Les funérailles de Marie Leszczyńska
par le marquis de Valfons
« Le 2 juillet 1768 eut lieu le convoi de la reine, composé d’environ vingt carrosses à huit et six chevaux revêtus de grands caparaçons noirs traînant jusqu’à terre, sur lesquels se trouvaient les armoiries du roi et de la reine en broderie. Tous les carrosses étaient rassemblés dans la cour Royale. Dans celle des Ministres, qui la précède et qui est immense, étaient quatre cents gardes françaises en haie ; à droite, derrière eux, cinquante gendarmes à cheval ; un peu plus bas cinquante mousquetaires gris, également à cheval ; à gauche et vis-à-vis, trois cents gardes suisses ; derrière eux cinquante chevau-légers, et un peu plus bas cinquante mousquetaires noirs. Un peuple innombrable remplissait tous les vides ; toutes les fenêtres du château étaient occupées par des dames.

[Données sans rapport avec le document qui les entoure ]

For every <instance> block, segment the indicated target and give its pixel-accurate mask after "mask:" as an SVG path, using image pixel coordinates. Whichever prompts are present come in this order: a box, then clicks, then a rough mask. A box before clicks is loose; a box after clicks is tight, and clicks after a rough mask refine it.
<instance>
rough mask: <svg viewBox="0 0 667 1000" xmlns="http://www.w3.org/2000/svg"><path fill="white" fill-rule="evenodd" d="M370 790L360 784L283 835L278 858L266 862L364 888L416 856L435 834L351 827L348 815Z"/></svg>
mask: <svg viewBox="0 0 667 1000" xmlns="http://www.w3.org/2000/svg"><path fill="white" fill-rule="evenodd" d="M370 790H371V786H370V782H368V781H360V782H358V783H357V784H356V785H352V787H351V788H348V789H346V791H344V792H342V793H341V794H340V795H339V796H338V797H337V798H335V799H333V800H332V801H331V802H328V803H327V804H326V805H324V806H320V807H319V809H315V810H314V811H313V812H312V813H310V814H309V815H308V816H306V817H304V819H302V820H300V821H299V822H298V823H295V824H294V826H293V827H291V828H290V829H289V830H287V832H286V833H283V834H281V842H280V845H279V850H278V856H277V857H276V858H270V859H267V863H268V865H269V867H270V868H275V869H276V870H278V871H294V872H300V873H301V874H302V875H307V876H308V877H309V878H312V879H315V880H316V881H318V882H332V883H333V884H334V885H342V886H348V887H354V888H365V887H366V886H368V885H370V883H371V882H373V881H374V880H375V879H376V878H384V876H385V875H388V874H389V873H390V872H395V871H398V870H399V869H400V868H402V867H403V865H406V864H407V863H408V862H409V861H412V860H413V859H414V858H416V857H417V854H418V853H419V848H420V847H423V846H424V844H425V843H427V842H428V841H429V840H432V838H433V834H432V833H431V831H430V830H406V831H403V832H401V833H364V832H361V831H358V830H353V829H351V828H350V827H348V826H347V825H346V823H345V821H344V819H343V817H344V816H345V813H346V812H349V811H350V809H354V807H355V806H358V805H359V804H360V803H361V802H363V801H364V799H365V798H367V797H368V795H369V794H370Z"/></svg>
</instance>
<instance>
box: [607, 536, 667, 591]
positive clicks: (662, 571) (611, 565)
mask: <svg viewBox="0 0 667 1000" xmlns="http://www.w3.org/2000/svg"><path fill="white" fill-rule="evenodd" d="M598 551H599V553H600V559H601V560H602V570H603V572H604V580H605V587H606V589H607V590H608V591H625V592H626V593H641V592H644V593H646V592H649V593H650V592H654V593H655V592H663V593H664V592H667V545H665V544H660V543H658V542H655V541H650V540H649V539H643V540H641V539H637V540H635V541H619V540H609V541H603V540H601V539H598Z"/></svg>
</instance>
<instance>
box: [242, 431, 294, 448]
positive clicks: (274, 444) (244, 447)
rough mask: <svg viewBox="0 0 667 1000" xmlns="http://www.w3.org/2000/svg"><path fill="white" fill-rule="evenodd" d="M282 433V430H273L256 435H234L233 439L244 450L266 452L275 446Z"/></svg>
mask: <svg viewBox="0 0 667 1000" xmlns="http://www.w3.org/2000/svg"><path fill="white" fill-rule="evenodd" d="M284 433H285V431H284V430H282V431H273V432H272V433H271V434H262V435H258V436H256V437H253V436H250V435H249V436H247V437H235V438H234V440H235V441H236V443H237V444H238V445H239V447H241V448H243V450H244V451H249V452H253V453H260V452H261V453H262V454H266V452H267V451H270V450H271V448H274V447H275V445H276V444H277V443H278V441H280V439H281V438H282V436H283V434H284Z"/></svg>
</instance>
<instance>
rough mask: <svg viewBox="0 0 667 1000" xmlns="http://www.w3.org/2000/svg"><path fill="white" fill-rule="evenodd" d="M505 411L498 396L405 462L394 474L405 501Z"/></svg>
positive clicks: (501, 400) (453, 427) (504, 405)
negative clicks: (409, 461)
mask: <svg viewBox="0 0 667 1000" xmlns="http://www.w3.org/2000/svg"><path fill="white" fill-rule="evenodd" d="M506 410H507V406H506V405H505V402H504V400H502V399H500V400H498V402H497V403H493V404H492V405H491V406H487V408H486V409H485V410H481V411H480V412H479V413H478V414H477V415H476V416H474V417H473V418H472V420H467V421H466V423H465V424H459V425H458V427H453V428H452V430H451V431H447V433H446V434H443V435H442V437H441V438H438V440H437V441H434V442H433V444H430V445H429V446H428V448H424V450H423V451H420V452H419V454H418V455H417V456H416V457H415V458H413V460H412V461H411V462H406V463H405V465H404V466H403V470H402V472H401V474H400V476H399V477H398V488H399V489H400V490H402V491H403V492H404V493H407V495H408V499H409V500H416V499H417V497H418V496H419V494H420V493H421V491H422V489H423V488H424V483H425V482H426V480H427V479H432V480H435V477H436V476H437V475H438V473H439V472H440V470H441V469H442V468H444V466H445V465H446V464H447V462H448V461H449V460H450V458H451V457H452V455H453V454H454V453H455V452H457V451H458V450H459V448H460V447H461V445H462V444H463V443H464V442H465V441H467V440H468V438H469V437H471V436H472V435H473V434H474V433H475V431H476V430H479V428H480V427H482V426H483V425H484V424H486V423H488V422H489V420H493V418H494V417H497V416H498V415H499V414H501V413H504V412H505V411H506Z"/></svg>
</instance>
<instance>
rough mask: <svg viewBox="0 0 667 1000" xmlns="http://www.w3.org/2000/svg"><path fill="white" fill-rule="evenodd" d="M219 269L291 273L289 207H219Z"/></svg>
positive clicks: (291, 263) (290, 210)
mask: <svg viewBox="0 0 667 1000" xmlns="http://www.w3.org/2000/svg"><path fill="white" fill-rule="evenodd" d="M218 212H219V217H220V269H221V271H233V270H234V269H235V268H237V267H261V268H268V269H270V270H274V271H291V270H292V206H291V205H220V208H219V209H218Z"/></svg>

La marche fut ouverte par les pauvres vêtus de gris, portant des flambeaux, suivis de cent récollets et de deux cents prêtres. Le clergé bordait la haie depuis la grille Royale jusqu’à celle des Ministres. Ces grilles étaient entièrement tapissées de noir avec des écussons armoriés. Des huissiers à cheval précédaient cinq carrosses de deuil destinés aux écuyers. Pendant ce temps la cour était éclairée par mille flambeaux et quatre globes de feu formés par les quatre troupes à cheval, dont chaque homme avait un gros flambeau à la main.
Les mousquetaires noirs, deux à deux avec leurs flambeaux, suivaient les cinq premiers carrosses, et successivement les mousquetaires gris et les chevau-légers. Vinrent ensuite les cinq carrosses du roi, dont trois violets occupés par quatre dames du palais ; le quatrième par Mademoiselle d’Orléans , deux dames du palais et sa dame d’honneur ; le cinquième, plus près du corps, par Madame la comtesse de la Marche, Mesdames de Noailles, de Villars et la dame d’honneur de Madame de la Marche ; tous les valets de pied portaient des flambeaux, et des écuyers à cheval les entouraient.
Le corbillard suivait. Il était immense et couvert de velours noir, avec de grandes croix d’étoffe d’argent et des armoiries dans les vides ; six prêtres, tous les valets de pied de la reine ainsi que ses pages marchaient en avant. À droite se trouvaient douze pages de la grande écurie et le chevalier d’honneur, le comte de Saulx, à cheval ; à gauche douze pages de la petite écurie, le comte de Tessé , premier écuyer, à cheval et derrière, cent gardes du roi. Cinq carrosses noirs venaient ensuite, et cinquante gendarmes fermaient la marche.
Tous les cavaliers avaient des crêpes à leur chapeau et de grands crêpes en bandoulière sur leur habit. Les tambours et timbales de la troupe ainsi que de la garde étaient couverts de crêpe. Le défilé fut terminé à neuf heures du soir et fut rendu à Saint-Denis à quatre heures du matin, après avoir passé par le bois de Boulogne. Le corps de la reine y resta exposé pendant quarante jours. Toute la maison fut conservée et servit à la nouvelle dauphine. »


Souvenirs du marquis de Valfons, vicomte de Sebourg, édition présentée par Jacqueline Hellegouarc’h, pp. 292-293.